Since then, over the past 15 years, ACME has risen to the highest ranks of American new music through a mix of meticulous musicianship, artistic vision, engaging collaborations, and unwavering standards in every regard. The membership of the amorphous collective includes some of the brightest young stars in the field. NPR calls them “contemporary music dynamos,” and Strings reports, “ACME’s absorbing playing pulsed with warm energy. . . Shared glances and inhales triggered transitions in a flow so seamless it seemed learned in a Jedi temple.” ACME was honored by ASCAP during its 10th anniversary season in 2015 for the “virtuosity, passion, and commitment with which it performs and champions American composers.”
The ensemble has performed at leading international venues including Lincoln Center, Carnegie Hall, BAM, The Kennedy Center, Washington Performing Arts, UCLA's Royce Hall, Stanford Live, Chicago’s Millennium Park, Duke Performances, The Satellite in Los Angeles, Triple Door in Seattle, Melbourne Recital Hall and Sydney Opera House in Australia, and at festivals including the Sacrum Profanum Festival in Poland, All Tomorrow's Parties in England, Auckland Arts Festival in New Zealand, Summer Nostos Festival in Greece, Boston Calling, and Big Ears in Knoxville, TN.
World premieres given by ACME include Ingram Marshall’s Psalmbook, Jóhann Jóhannsson’s Drone Mass (commissioned by ACME in 2015; recorded for Deutsche Grammophon in 2019), Caroline Shaw's Ritornello, Phil Kline's Out Cold, William Brittelle's Loving the Chambered Nautilus, Timo Andres’ Senior and Thrive on Routine, Caleb Burhans’ Jahrzeit, and many more. In 2016 at The Kitchen, ACME premiered Clarice Jensen’s transcription of Julius Eastman’s The Holy Presence of Joan d’Arc for ten cellos, the score of which had been lost since the premiere in 1981. Jensen transcribed a recording of the work to recreate the score.
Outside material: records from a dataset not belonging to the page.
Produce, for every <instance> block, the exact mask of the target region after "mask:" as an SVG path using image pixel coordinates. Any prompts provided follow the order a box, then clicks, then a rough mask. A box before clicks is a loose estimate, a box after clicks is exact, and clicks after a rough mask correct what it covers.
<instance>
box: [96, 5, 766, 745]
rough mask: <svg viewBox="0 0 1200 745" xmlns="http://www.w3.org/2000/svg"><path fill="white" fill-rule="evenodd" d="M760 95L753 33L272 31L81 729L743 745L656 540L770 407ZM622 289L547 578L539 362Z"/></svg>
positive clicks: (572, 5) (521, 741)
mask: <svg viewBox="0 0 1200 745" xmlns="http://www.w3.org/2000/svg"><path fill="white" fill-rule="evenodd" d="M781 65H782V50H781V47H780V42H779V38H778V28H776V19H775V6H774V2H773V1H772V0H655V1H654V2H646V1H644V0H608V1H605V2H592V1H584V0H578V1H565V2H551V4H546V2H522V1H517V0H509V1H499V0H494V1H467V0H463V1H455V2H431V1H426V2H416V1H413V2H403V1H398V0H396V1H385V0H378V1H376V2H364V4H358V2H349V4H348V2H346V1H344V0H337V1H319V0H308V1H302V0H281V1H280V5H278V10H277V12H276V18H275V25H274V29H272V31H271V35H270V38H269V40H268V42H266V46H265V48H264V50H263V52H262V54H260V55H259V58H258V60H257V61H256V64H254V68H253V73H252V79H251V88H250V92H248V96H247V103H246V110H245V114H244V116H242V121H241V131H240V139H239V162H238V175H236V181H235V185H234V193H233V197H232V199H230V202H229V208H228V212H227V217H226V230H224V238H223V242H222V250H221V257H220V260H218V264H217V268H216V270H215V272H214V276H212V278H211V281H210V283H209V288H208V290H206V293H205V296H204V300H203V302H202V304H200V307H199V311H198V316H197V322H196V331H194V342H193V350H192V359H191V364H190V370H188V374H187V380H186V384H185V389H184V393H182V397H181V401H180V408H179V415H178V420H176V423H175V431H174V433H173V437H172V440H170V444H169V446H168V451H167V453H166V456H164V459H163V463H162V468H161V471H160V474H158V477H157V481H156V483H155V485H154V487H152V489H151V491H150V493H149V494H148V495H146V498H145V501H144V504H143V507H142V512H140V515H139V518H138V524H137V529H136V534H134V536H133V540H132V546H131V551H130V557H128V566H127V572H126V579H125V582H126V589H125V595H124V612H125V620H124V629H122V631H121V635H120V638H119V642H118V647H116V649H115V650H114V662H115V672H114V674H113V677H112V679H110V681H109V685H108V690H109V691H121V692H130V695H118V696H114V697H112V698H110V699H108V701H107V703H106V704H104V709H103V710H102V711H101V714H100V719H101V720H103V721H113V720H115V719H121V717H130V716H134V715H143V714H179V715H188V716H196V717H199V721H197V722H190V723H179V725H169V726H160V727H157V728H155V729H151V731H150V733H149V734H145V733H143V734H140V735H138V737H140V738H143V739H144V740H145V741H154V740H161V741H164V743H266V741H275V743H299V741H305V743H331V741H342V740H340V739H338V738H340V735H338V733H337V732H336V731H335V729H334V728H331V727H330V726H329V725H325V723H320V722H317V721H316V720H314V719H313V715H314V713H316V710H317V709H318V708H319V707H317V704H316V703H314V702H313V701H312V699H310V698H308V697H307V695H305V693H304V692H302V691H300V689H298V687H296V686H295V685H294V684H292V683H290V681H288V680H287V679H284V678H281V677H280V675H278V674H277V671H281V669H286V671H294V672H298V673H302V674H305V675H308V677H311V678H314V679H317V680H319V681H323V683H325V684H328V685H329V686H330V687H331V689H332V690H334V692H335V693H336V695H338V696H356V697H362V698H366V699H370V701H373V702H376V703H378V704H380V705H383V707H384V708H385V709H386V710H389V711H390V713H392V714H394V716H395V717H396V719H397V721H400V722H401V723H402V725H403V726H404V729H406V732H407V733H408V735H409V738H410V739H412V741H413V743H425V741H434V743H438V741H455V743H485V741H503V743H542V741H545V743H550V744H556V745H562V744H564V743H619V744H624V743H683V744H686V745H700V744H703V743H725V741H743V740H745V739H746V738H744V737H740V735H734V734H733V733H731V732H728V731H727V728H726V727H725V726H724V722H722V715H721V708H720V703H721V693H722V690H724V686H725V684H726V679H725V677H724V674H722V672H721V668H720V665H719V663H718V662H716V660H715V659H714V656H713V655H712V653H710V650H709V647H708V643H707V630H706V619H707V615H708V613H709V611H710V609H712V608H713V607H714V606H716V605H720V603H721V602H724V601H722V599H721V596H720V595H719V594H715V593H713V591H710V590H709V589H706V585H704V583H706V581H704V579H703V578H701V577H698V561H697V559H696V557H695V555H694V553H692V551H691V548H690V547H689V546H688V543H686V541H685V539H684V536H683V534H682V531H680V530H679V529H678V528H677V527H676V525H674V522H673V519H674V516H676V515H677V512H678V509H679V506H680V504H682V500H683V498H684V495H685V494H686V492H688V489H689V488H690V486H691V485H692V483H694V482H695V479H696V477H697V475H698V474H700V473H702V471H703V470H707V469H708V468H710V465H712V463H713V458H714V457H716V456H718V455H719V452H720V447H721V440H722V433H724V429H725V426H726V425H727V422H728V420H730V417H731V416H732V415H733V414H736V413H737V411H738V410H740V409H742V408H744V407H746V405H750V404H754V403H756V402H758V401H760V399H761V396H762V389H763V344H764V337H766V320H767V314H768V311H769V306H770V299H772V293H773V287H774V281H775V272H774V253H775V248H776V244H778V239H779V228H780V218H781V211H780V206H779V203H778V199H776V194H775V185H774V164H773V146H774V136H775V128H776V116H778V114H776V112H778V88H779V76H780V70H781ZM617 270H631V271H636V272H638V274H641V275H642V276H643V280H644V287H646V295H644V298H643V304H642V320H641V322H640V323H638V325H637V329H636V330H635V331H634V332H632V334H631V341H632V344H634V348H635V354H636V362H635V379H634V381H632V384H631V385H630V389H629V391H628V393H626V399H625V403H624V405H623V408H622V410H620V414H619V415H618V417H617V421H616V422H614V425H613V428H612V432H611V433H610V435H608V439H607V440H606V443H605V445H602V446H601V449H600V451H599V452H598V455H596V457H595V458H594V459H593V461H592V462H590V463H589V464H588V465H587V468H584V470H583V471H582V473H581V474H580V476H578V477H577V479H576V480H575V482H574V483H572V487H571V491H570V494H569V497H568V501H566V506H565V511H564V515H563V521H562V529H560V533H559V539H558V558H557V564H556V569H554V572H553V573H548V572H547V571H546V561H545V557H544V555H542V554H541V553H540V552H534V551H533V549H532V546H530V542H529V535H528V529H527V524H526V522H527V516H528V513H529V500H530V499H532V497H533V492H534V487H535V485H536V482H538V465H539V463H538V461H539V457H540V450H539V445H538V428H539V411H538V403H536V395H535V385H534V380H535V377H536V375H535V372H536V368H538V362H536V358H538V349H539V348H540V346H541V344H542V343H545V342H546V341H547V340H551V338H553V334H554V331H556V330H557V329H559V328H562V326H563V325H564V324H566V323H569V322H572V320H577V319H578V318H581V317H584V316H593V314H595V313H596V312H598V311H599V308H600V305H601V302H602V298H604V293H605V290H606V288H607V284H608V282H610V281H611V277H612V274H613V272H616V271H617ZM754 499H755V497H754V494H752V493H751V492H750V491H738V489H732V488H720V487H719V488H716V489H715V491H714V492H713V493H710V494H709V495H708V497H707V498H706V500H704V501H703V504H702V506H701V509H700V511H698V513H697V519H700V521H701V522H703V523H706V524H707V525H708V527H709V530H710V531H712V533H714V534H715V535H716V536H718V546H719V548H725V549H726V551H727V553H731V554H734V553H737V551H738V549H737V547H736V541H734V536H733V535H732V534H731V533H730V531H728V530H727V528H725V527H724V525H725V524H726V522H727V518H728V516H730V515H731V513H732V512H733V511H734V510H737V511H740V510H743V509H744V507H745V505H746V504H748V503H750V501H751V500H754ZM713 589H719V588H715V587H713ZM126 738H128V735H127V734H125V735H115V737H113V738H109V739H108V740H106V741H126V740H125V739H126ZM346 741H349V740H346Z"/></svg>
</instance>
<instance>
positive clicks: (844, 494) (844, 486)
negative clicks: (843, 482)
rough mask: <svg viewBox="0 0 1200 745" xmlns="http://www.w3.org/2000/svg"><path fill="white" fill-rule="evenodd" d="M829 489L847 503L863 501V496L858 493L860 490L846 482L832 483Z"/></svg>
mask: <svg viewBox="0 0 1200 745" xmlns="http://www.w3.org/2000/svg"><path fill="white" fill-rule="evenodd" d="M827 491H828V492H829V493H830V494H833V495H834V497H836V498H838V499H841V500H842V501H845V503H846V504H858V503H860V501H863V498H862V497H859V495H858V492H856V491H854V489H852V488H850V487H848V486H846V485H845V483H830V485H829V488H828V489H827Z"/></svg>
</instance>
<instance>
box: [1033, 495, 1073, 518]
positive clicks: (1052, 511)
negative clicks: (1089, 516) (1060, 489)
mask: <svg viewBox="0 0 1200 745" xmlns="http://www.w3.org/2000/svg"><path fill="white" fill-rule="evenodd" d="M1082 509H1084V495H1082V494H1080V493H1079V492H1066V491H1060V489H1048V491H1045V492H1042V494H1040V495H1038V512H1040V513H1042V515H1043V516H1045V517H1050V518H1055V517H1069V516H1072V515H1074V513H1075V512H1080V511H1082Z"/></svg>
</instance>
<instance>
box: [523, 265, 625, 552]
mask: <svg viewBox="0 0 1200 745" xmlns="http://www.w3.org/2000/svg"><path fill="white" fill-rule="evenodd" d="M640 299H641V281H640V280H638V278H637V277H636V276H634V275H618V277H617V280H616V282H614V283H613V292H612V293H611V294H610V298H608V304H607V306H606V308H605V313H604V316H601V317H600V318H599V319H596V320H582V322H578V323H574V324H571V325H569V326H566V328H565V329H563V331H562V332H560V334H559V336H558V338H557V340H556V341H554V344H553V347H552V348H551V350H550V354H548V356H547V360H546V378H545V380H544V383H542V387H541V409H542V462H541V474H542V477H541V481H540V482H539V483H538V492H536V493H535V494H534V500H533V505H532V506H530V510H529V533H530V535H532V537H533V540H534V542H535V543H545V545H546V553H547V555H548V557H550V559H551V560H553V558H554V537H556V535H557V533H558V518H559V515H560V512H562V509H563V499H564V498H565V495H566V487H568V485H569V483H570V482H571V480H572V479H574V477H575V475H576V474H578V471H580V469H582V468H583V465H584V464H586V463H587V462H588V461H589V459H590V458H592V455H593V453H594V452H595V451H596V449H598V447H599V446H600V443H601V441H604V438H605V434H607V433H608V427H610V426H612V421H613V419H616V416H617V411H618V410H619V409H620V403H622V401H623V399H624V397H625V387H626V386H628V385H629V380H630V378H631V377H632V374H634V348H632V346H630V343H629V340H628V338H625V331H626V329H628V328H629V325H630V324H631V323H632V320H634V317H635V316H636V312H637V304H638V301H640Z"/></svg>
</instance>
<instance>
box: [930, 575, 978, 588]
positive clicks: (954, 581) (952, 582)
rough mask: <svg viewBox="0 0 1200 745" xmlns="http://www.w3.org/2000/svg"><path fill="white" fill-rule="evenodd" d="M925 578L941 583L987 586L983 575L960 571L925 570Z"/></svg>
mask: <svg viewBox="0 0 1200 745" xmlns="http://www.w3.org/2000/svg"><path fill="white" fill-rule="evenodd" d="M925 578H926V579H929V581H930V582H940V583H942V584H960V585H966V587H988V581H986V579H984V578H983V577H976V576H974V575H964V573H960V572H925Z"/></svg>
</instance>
ACME’s collaborators have included The Richard Alston Dance Company, Wayne McGregor’s Random Dance, Gibney Dance, Satellite Ballet, Meredith Monk, Jóhann Jóhannsson, Max Richter, actress Barbara Sukowa, filmmaker Jim Jarmusch, Blonde Redhead, Grizzly Bear, Low, Matmos, Micachu & The Shapes, Jeff Mangum, A Winged Victory for the Sullen, Roomful of Teeth, Lionheart, and Theo Bleckmann.
In 2017, ACME released its first portrait album on Sono Luminus, featuring music by members Caroline Shaw, Timo Andres, and Caleb Burhans, plus John Luther Adams. The release was featured as Album of the Week on Q2 Music and Gramophone praised it, reporting, “The ACME players capture the aura of tranquility to hypnotic effect [in the Adams], the repeated patterns in the keyboard instruments contrasted beautifully with the lyrical strings.” The Strad raved, “Warmth and care are fully evident in the ensemble’s immaculate, considered performances – the four composers could hardly wish for more committed, convincing accounts of their music.”
ACME's discography also includes Jóhann Jóhannsson’s Orphée and Max Richter’s eight-hour piece, Sleep (which the ensemble regularly performs live), both on Deutsche Grammophon; Fantasias with thereminist Carolina Eyck on Butterscotch Records; Joseph Byrd: NYC 1960-63, the first commercial recording of the music of rediscovered American Fluxus composer Joseph Byrd, on New World Records; William Brittelle’s electro-acoustic chamber work Loving the Chambered Nautilus, and Jefferson Friedman's On In Love with vocalist Craig Wedren, both on New Amsterdam Records.